Being maximal ideal follows from being a kernel 
The ideal of all polynomials in $k[x_1,\ldots,x_n]$ with zero constant term is maximal (since it is the kernel of the homomorphism $k[x_1,\ldots,x_n]\to k$ which maps $f\mapsto f(0)$).

I understand why it is a maximal ideal. But I don't get why being the kernel of that homomorphism implies that it is maximal.
 A: Remember that in a commutative ring with unity $R$, you have the following condition for maximal ideals:
An ideal $I$ of $R$ is maximal $\iff R/I$ is a field
Then if $R = k[x_1, \dots, x_n]$, you're considering the map $ \phi: k[x_1, \dots, x_n] \to k $ given by $\phi(f(x_1, \dots, x_n)) = f(0, \dots, 0)$, that is, the evaluation at zero map. Since this map is clearly surjective, by the first isomorphism theorem you get
$$
k[x_1, \dots, x_n]/\ker{(\phi)} \cong k
$$
But then since $\ker{(\phi)} = \langle x_1, \dots, x_n \rangle$ is the ideal of all polynomials in $k[x_1, \dots, x_n]$ with zero constant term, and since $k$ is a field, by the above stated result, this shows that the ideal is maximal.
A: Note that


*

*"is an ideal" is the same as "is a kernel of a ring epimorphism to a ring"

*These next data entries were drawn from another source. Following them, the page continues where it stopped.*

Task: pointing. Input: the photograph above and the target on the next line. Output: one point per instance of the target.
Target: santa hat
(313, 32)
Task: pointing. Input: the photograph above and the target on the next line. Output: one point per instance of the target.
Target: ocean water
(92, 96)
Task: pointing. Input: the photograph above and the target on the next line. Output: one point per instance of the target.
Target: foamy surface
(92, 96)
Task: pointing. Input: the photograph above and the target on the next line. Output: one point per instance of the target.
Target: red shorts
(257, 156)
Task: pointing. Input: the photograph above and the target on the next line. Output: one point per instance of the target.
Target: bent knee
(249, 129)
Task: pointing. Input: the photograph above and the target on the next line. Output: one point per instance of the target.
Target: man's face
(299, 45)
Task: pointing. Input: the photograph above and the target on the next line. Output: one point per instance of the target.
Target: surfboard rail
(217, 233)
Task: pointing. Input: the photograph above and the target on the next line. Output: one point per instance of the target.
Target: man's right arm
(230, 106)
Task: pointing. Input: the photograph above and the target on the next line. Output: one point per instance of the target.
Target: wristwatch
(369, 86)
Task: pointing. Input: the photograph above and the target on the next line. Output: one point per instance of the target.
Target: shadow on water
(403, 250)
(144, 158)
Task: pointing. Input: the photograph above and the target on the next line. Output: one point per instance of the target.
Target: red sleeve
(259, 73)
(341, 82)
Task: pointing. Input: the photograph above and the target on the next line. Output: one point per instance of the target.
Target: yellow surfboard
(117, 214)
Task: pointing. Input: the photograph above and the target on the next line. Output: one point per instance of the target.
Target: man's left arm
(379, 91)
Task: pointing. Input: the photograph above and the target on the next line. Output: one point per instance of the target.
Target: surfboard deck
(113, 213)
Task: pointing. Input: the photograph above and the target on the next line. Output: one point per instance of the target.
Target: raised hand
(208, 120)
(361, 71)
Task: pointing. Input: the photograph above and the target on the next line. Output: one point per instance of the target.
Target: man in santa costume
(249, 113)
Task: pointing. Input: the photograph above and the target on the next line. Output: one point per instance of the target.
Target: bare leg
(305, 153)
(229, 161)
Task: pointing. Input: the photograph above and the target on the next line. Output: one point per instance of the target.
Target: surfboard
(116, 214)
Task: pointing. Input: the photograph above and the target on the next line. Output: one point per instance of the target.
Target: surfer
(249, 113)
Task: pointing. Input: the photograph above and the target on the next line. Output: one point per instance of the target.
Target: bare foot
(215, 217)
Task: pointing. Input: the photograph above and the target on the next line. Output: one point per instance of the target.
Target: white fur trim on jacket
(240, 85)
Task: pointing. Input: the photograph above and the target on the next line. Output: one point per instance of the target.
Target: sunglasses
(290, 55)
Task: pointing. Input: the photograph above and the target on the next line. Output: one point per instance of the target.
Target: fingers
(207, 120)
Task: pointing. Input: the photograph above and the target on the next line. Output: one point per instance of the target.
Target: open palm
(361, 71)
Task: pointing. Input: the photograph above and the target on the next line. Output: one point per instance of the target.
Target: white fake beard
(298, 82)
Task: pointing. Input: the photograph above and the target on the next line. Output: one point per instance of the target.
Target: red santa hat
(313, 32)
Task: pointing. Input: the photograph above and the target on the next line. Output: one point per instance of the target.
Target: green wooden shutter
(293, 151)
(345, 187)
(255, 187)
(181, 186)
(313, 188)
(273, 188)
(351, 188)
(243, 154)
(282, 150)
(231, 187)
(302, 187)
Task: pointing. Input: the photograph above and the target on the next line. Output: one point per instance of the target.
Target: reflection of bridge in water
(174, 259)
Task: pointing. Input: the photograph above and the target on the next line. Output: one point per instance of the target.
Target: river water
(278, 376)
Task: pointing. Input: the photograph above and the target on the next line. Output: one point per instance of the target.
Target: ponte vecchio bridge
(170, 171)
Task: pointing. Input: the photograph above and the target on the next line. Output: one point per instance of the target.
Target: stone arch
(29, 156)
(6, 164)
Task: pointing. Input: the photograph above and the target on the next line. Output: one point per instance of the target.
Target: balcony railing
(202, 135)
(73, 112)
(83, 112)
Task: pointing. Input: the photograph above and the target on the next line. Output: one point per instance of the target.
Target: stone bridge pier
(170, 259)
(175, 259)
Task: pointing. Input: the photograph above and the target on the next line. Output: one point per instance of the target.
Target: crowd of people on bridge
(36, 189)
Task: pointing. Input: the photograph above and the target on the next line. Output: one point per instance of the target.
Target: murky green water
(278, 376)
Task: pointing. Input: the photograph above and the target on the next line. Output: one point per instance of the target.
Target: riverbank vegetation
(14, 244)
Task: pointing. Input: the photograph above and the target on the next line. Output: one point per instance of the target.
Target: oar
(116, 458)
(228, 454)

*"is a prime ideal" is the same as "is a kernel of a ring epimorphism to an integral domain"

*"is a maximal ideal" is the same as "is a kernel of a ring epimorphism to a field"


If $R$ is a (commuative) ring with unity and $A$ an ideal, then $R/A$ is a ring and is an integral domain iff $A$ is prime and is a field iff $A$ is maximal.